12th Century Monks in Leeds: a spirituality for today?

JBThe Visitors’ Centre at Kirkstall Abbey was the ideal location for a talk on the relevance today of 12th century monastic ideals, and the Right Honourable John Battle was the ideal person to give it. John is a former MP who was responsible for interfaith matters in Tony Blair’s government. He has a keen interest in community relationships in Leeds and a longstanding fascination also with the history of Leeds and particularly its spirituality.

Kirkstall Abbey, John explained, was founded in the late 12th century by Cistercian monks, who were reformers intent upon stripping back the monastic life to the first principles of simplicity which they believed had been lost. Many monasteries had become rich and lax. The Cistercians would not accept wealth from patrons. They believed in the virtue of a life of worship and work, supporting themselves by their own efforts. They built in country locations, focusing on husbandry, preferring plain dress, basic food and a strict observance of the Rule of St Benedict. Community, hospitality and stability were their key watchwords.

Kirkstall was a daughter of Fountains Abbey, built in a plain Norman style using stone from a quarry in Bramley on land given to De Lacy by William the Conqueror. John Battle outlined the economic and social conditions in its early days. It was a time of global warming when sheep farming expanded. Leeds had a population of about 1000 and two fairs a year on Leeds Bridge. Later it got colder and harder for peasants, who often faced hunger and plague. The monasteries allowed the peasantry to flourish. Lay people drained marshes, cut back trees and developed a range of small industries, such as smelting, forging and pottery. They were major employers, medical health centres and places of learning. Many kept back 10% of the profits on sales of wool to spend on the poor and needy. Kirkstall wool was well-known and appreciated in places as far away as Antwerp and Italy. At its height Kirkstall had 500 lay brothers and 140 in the choir (i.e. religious monks under vows).

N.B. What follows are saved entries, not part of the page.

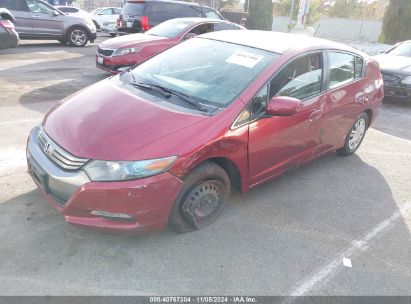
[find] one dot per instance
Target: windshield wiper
(166, 92)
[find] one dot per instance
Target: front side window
(342, 68)
(215, 75)
(300, 79)
(38, 7)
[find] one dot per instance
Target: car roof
(277, 42)
(167, 1)
(201, 20)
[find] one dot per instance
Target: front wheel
(201, 200)
(355, 136)
(78, 37)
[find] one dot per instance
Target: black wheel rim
(203, 202)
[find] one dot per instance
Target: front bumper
(397, 91)
(147, 201)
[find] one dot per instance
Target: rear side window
(193, 11)
(133, 9)
(342, 68)
(14, 5)
(300, 79)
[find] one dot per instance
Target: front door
(44, 22)
(279, 143)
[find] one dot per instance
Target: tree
(396, 24)
(260, 15)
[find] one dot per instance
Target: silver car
(36, 19)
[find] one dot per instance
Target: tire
(78, 36)
(355, 135)
(201, 200)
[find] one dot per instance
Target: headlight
(406, 80)
(121, 52)
(100, 170)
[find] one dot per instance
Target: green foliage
(397, 22)
(260, 15)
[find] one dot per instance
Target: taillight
(7, 24)
(144, 23)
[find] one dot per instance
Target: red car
(164, 143)
(118, 54)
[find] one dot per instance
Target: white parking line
(322, 275)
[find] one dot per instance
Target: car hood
(107, 121)
(130, 40)
(392, 64)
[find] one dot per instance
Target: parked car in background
(140, 16)
(8, 35)
(164, 143)
(105, 14)
(117, 54)
(72, 11)
(110, 27)
(36, 19)
(395, 67)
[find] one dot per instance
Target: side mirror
(283, 106)
(189, 36)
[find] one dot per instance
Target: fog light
(111, 215)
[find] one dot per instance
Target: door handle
(315, 115)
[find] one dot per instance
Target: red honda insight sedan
(118, 54)
(164, 143)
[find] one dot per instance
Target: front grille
(105, 52)
(59, 156)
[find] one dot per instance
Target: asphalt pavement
(293, 236)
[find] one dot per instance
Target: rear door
(44, 22)
(20, 11)
(346, 96)
(279, 143)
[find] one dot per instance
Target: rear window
(133, 9)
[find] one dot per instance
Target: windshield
(170, 29)
(404, 49)
(210, 71)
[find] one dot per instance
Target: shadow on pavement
(267, 239)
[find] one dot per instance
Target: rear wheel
(201, 200)
(355, 136)
(78, 37)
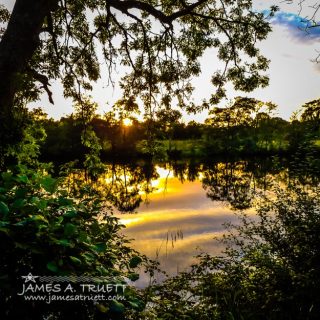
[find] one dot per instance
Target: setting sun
(127, 122)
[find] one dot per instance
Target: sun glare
(127, 122)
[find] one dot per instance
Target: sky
(294, 76)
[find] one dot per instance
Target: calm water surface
(173, 212)
(176, 221)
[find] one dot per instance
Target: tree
(160, 43)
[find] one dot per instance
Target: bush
(47, 230)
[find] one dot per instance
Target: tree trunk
(17, 46)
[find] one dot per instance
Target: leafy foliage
(46, 229)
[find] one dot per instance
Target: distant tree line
(245, 127)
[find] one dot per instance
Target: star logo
(29, 277)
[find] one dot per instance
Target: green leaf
(49, 184)
(19, 203)
(100, 247)
(4, 208)
(22, 178)
(70, 229)
(75, 260)
(70, 213)
(52, 266)
(64, 242)
(135, 261)
(133, 276)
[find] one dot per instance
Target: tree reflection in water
(235, 183)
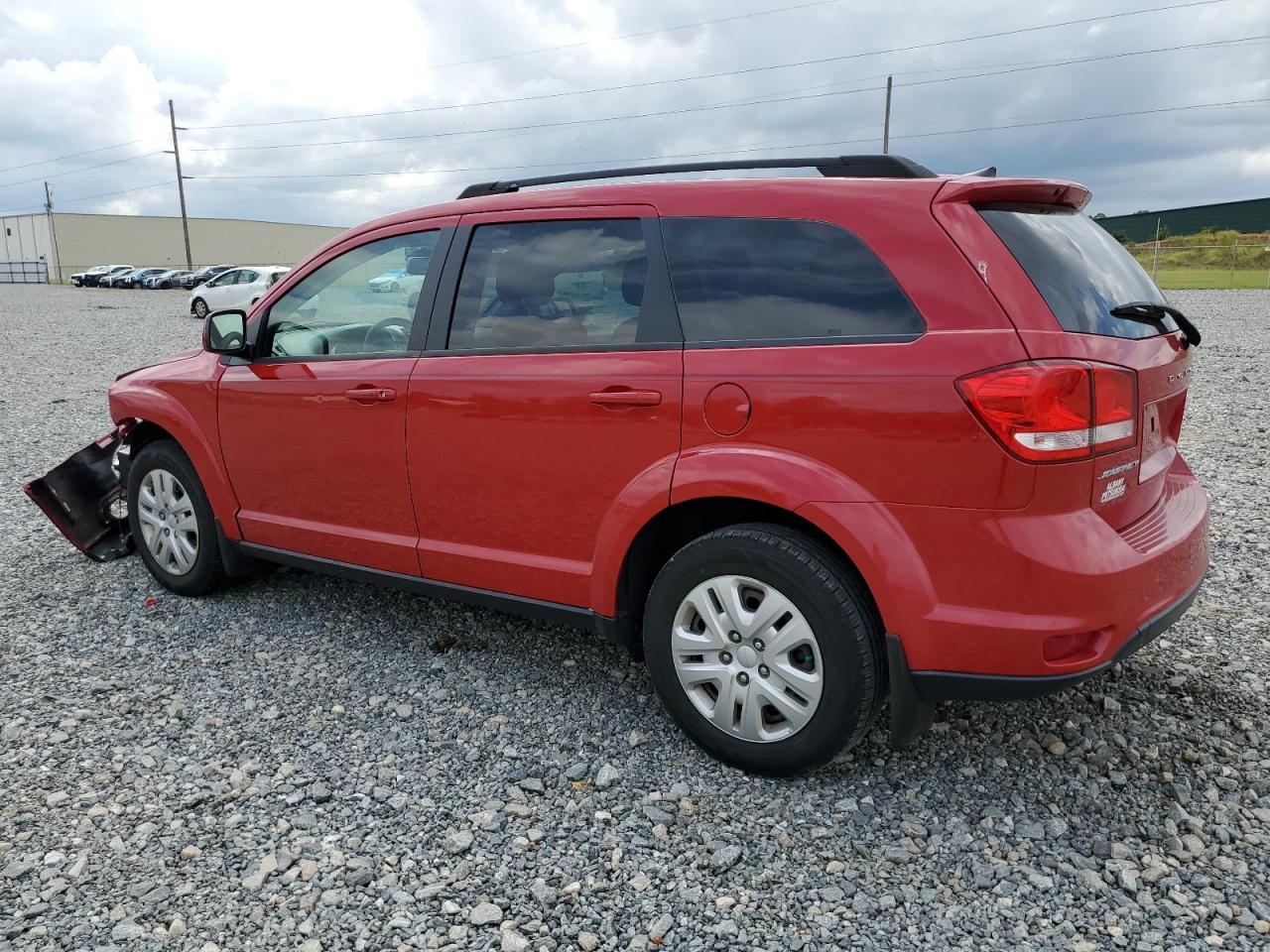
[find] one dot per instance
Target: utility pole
(181, 184)
(53, 230)
(1155, 259)
(885, 123)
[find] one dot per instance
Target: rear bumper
(959, 685)
(1044, 595)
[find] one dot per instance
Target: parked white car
(234, 290)
(409, 278)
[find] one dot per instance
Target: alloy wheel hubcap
(747, 658)
(168, 525)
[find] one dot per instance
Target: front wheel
(765, 648)
(172, 521)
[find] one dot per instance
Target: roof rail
(835, 167)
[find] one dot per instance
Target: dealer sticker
(1114, 490)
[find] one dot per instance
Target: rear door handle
(371, 395)
(626, 398)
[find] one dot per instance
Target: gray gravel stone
(607, 775)
(486, 912)
(347, 734)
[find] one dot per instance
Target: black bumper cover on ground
(80, 497)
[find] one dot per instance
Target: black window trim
(833, 340)
(663, 311)
(1043, 208)
(842, 339)
(423, 309)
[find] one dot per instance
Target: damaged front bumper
(86, 500)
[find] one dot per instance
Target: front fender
(187, 411)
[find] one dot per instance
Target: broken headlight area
(85, 499)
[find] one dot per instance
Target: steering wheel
(389, 334)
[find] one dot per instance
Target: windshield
(1079, 268)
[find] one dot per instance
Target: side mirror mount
(225, 333)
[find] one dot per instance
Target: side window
(335, 309)
(779, 280)
(550, 285)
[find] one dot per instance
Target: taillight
(1056, 411)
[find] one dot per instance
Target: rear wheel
(172, 521)
(765, 649)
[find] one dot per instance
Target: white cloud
(100, 77)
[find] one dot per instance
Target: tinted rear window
(775, 280)
(1079, 268)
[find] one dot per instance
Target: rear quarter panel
(885, 416)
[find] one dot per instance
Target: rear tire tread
(830, 574)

The Rule of St Benedict governed the life of the monastery. It required monks to be obedient and to practise love in community, peace and reconciliation. Life was lived in a daily routine involving worship seven times a day based particularly on the biblical psalms. Monks owned no personal possessions: they borrowed books, tools and clothing, all of which had to kept in good condition. They lived a humble and thankful life, responsibly including the poor and the sick. Their spirituality was expressed both in the way they lived their life in community and in their worship, collectively and individually, in prayer, meditation and contemplation.

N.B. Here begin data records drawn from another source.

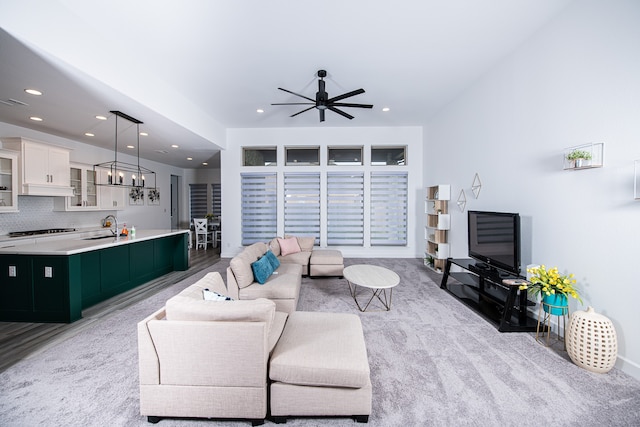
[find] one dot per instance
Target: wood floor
(19, 340)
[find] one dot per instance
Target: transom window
(302, 156)
(259, 156)
(388, 156)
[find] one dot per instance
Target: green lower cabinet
(57, 288)
(142, 265)
(16, 292)
(115, 271)
(90, 278)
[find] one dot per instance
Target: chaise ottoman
(326, 262)
(320, 368)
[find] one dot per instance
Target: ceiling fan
(323, 102)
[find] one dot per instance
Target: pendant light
(121, 174)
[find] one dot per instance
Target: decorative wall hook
(476, 186)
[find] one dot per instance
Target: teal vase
(555, 304)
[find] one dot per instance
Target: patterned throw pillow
(262, 269)
(273, 260)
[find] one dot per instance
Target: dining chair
(202, 232)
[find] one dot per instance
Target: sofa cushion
(284, 283)
(321, 349)
(301, 258)
(241, 263)
(210, 295)
(306, 243)
(273, 260)
(275, 246)
(262, 269)
(288, 246)
(186, 308)
(212, 281)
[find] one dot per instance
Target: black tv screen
(494, 239)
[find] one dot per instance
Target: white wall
(142, 217)
(577, 81)
(231, 160)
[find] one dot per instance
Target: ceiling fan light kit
(323, 103)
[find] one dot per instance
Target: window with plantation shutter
(259, 207)
(198, 200)
(389, 208)
(302, 204)
(345, 208)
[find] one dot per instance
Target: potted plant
(552, 287)
(577, 157)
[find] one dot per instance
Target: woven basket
(591, 341)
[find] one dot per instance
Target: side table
(545, 314)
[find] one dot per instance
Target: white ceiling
(193, 68)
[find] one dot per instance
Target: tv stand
(484, 291)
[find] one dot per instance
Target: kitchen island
(52, 279)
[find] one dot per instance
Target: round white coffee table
(377, 279)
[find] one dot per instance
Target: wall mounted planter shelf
(594, 157)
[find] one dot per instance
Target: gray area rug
(433, 363)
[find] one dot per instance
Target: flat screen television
(494, 240)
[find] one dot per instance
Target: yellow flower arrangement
(550, 282)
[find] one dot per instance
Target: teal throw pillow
(262, 269)
(273, 260)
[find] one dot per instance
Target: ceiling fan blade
(346, 104)
(342, 113)
(295, 103)
(297, 94)
(346, 95)
(300, 112)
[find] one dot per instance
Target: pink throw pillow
(289, 246)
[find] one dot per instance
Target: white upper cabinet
(43, 168)
(8, 181)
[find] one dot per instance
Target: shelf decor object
(476, 186)
(438, 222)
(592, 342)
(636, 179)
(462, 200)
(586, 156)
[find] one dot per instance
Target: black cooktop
(38, 232)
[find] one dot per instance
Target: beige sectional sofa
(216, 359)
(207, 359)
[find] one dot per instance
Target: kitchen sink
(99, 237)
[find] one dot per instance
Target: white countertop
(76, 242)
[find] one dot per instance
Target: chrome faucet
(115, 221)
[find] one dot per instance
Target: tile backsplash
(36, 212)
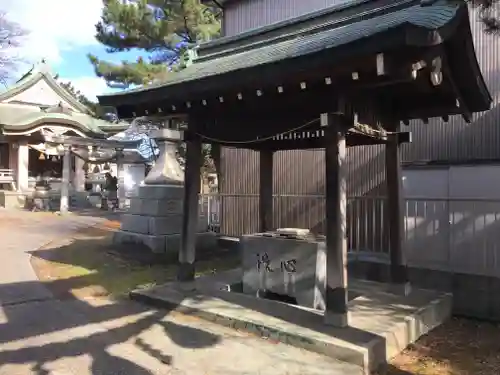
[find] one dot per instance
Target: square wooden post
(66, 175)
(192, 181)
(395, 214)
(266, 190)
(336, 311)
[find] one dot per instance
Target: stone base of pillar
(154, 219)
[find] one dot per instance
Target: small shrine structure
(33, 107)
(345, 76)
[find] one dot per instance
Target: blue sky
(62, 32)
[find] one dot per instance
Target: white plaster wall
(454, 224)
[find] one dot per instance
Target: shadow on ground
(56, 316)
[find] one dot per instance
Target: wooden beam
(336, 311)
(192, 181)
(266, 190)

JB&DRHHow is such a life relevant now? John pointed up or implied throughout his talk the ways in which the values that inspired that monastic life are ones we desperately need in our world still: a responsible attitude towards the environment; a radical inclusiveness and equal sharing of resources; a practical concern for and care of those whose need is greatest; the opportunity for all to fulfil their potential and make a contribution, and so on. And all this is motivated, inspired, supported and sustained by worship, prayer and reflection at every moment of life.

It was a superbly structured, informative, illuminating and thoroughly researched talk, delivered with John Battle’s characteristic vivaciousness, humour and eloquence—a joy to listen to. It was challenging too, for John brought out so clearly the need for everyone to contribute to community life, not leave the responsibilities to others to carry. We were greatly privileged to receive it. A recording was made, and I hope that it and/or a transcript can be made available. It certainly deserves publication to a wider audience.